Miracle Technology Advert - September 1985
From Personal Computing Today
Miracle Technology WS2000 Modem: Ace Down The Line
The last time a modem was advertised as a thing in its own right was probably towards the end of the 1990s, when the pinacle of dial-up - the 56K modem - came out. Before then, there was still a bit of an arms race as manufacturers strove to squeeze as much out of acoustic technology as they could, as prior to ADSL speeds were limited to what the voice circuit could carry, and this had never been famous for its bandwidth. The first modems used acoustic couplers and could run to 150-300 baud, but by the time of this advert speeds were up to 2400 bits per second, or roughly 240 characters per second. The carrier for these V.22bis modems was still only running at 600 baud, but they used a "quadrature" modulation which meant they could carry four bits per baud, giving the total throughput of 2.4kbps. To put that into context, the BBC's homepage as at the end of March 2017, which weighed in at 1.9MB, would take 134 minutes, or just over two hours to download, even using a state-of-the-art modem.
This particular modem probably also won the competition for most knobs and lights and seemed to cover just about every possible combination from 300 baud, 1200/75 (Prestel/Viewdata) up to 1200 V.23 including incoming and outgoing connections. It was all a lot more complicated than modern broadband which is perceived as being "just on". Despite all that, the advert shows again that even in 1985 it was possible to connect to a world-wide network including Prestel, Micronet, bulletin boards and even Telex.
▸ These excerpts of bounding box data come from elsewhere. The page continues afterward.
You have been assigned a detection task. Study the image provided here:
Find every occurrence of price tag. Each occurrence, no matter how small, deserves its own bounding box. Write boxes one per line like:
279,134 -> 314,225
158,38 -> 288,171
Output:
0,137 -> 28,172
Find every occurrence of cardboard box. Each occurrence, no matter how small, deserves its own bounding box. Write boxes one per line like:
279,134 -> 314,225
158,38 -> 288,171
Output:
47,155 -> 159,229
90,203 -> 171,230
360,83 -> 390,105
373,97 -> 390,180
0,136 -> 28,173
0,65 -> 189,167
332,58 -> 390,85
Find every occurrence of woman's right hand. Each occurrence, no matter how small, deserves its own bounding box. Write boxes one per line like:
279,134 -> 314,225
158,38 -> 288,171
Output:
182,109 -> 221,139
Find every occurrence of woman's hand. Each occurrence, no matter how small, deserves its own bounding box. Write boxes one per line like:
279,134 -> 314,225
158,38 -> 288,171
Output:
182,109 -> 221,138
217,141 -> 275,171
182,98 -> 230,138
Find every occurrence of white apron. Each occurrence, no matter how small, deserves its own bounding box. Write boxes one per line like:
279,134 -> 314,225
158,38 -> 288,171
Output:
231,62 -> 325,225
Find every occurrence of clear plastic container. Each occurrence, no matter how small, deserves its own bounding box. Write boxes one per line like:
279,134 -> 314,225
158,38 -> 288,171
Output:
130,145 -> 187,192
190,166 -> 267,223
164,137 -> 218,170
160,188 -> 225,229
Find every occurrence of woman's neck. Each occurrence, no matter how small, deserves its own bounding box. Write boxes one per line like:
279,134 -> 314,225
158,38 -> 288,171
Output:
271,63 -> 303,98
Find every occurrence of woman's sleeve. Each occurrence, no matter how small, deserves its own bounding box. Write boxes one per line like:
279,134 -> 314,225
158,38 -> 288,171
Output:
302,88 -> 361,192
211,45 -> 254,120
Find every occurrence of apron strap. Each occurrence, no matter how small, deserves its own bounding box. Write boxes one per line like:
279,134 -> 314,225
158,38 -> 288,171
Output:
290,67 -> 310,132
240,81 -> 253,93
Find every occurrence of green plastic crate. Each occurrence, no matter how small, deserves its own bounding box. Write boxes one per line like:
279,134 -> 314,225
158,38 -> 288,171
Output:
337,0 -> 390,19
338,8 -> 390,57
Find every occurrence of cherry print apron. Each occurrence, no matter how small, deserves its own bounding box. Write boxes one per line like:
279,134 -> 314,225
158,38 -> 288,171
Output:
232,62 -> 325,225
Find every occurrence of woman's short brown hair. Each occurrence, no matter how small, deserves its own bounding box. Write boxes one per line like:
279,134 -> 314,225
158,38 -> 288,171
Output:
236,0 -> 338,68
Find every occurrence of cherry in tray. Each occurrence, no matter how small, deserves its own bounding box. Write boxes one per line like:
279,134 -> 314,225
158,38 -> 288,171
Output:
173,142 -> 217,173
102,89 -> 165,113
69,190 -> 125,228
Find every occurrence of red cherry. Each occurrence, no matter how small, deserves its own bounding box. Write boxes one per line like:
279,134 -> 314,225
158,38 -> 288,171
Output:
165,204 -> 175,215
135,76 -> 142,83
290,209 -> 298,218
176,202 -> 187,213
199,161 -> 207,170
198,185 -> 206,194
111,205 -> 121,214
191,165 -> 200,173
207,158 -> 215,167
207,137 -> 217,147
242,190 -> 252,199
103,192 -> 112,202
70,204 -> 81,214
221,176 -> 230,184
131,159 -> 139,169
It cost £154 - about £480 in 2020 money, whilst one of Ipswich-based Miracle's other modems - the V22.bis version of the WS3000 - cost an eye-watering £750, or about £2,350 in 2020 money .
At the end of 1987, Miracle moved in to brand-new £750,000 premises in Ipswich and was making 20,000 modems a year. Its WS2000 was by now considered a "classic", whilst its V22.bis modem had now come down to a slightly-more-affordable £545, or around £1,550 in 2020. The company had recently received a boost when it won a major retail deal with Tandy, which took 500 of the company's WS2000, 3000 and 4000 modems to sell in its 280 UK stores. Miracle's marketing manager David Baxter said of the deal "This is our first foray into the arena of mass marchandising via the UK high street and our exclusive arrangement with Tandy opens up markets we could not otherwise cover".